Our little man is a real rough and tumble little character, he crawls at the speed of sound, runs at light speed and climbs with the determination of Sir Edmund Hilary. (Well at least it feels like that if you are chasing around after him all
day). As such, he is often bumping and falling about the place, or jamming his fingers when he bangs his toys, giving himself little injuries. He is generally pretty tough, and if we laugh at him, he just carries on like a little mack truck dragging stuff all over the house and getting into mischief.
Like all babies, toddlers and children, he trips, falls, and bangs his way around all day. How this affects him, and his reaction when this happens is very much based on how we respond to each incident. As adults, we have the experience to know what is serious, and what is general day to day stuff. With every day bumps and scrapes, we make light of it. We acknowledge it, as it would be bad manners not to, however we don't rush to pick him, we tell him to pick himself up. We say uh oh, or oops, (as does he now), and if that little bottom lip is trembling we give the injured part a quick kiss, and send him on his way.
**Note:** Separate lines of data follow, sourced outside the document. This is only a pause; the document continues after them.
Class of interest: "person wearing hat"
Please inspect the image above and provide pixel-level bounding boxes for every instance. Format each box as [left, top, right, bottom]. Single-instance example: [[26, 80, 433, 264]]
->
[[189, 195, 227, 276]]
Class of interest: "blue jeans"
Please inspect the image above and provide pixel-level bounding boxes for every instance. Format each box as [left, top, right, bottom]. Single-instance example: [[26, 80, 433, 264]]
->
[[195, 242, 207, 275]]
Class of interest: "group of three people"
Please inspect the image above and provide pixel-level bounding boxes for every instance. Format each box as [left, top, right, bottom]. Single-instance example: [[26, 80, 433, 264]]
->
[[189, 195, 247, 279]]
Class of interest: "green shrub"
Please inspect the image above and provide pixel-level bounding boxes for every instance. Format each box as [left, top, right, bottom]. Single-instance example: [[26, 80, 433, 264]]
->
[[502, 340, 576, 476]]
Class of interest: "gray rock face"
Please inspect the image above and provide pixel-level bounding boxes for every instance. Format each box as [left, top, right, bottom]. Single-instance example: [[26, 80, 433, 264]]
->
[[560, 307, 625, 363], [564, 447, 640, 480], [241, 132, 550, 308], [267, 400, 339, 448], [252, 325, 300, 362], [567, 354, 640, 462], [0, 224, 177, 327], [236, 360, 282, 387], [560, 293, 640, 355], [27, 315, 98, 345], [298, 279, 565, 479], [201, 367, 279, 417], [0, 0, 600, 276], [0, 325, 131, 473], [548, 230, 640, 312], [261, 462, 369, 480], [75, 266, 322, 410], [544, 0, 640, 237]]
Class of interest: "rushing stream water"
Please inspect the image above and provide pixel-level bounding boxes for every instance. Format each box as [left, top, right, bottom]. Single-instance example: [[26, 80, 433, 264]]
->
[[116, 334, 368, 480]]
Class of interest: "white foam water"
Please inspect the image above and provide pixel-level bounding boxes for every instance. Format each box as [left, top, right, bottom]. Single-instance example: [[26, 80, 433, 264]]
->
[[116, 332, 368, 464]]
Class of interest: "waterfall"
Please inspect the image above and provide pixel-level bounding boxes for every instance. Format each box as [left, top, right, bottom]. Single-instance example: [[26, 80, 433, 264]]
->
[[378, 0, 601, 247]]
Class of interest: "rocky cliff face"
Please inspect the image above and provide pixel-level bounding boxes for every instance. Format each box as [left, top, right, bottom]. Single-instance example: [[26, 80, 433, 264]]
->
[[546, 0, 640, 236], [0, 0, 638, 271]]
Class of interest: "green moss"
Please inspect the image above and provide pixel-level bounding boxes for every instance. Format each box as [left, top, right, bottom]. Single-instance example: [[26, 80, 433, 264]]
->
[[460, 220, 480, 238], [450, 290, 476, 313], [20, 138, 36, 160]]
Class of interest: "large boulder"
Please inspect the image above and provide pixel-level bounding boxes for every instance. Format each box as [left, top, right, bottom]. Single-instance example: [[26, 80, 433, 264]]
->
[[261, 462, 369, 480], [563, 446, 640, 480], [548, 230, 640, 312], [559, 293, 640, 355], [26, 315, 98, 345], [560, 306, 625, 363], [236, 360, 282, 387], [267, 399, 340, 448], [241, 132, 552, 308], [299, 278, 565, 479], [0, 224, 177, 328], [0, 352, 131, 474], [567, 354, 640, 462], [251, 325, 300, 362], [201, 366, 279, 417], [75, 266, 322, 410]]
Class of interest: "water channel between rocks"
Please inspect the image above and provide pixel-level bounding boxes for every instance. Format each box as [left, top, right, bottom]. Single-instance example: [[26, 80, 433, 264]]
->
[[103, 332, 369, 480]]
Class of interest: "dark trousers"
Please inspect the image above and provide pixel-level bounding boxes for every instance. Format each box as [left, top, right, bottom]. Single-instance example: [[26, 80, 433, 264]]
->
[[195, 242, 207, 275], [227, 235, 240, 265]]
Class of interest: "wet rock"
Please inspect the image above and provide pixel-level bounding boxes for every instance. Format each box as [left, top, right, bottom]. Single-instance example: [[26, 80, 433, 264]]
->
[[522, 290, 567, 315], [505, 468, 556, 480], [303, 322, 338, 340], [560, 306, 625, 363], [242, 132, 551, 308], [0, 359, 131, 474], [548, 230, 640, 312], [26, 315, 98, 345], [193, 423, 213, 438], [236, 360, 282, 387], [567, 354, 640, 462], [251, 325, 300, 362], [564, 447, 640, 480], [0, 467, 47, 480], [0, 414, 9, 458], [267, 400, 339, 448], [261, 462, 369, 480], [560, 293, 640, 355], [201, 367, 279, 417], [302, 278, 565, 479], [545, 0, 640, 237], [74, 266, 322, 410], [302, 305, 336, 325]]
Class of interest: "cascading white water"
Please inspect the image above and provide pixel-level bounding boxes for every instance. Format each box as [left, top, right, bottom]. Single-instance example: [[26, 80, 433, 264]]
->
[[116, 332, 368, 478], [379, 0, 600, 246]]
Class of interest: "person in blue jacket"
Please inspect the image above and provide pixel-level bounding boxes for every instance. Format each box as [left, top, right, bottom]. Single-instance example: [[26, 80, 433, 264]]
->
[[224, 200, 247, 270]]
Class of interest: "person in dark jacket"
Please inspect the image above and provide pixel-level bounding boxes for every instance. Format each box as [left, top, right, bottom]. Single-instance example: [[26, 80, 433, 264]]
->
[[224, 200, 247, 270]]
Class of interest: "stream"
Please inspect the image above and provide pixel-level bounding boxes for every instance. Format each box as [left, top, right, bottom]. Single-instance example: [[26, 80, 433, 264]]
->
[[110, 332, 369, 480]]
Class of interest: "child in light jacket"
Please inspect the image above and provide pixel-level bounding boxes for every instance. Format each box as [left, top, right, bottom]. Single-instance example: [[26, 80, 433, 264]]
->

Sometimes when he really hurts himself, like enough to leave a good mark or bruise, and the tears are flowing, we have a quick fix. We take him to the basin or nearest water supply and place the injured part of him, either under the running tap, or into the cool water. The reason we started to do this was to distract him and give him a quick placebo which has always worked to cheer him up. However I now encourage my friends and family to do the same thing, for one day - heaven forbid, but it's bound to happen - he will have a serious injury that requires cold water or ice as an emergency treatment. Having learned from an early age that this means the pain will go away, and he will feel better - we hope that he will accept the treatment when it is really necessary.
The other day he walked up to an open drawer, then leaned on it with all his weight, closing it on his fingers before I could grab him. There was quite a nasty purple line across his fingers, and he was in obvious pain. As soon as I picked him up and headed toward the tap, he calmed down and stopped that blood curdling scream that makes your heart break. Cooling the injury with the cold water was not only the correct, sensible treatment for him, he stopped crying and eagerly put his hand into the water immediately without struggling.
Children are all very flexible, and very supple, they can bounce back from injuries that aren't serious, and continue on their way very quickly. As long as we respond with a minimum of fuss, and encourage this. I have always found that the children who make the most fuss about small injuries do so because their parent's react in a similar manner. Of course, when they are tired, all this goes out the window, and everything hurts twice as much, and cuddles, are definitely required. It also means that you will know when they are seriously hurt, because they won't be making a fuss about nothing.
Of course we would like to protect him from every possible injury that could occur in the future... Yet I doubt that we can, or all parents that have gone before would have done the same. It is great to know that we can at least treat him and calm him in the first instance when he gets a bump, bruise or scratch in his day to day explorations, and hopefully when a more serious situation arises. I hope this helps you if you have a budding rock climber, kick boxer, rugby player or triathlon runner on your hands... Or just a little weekend warrior prowling about your house .
Luisa Foliaki - Mother of MicroMe
PS - Since writing this, MicroMe has progressed to using ice to calm himself down - this is also very handy for ascertaining where his actual injury is, as crying kids don't often speak. He also finds it very comforting, as it is a happy habit for him when he is sore and sad.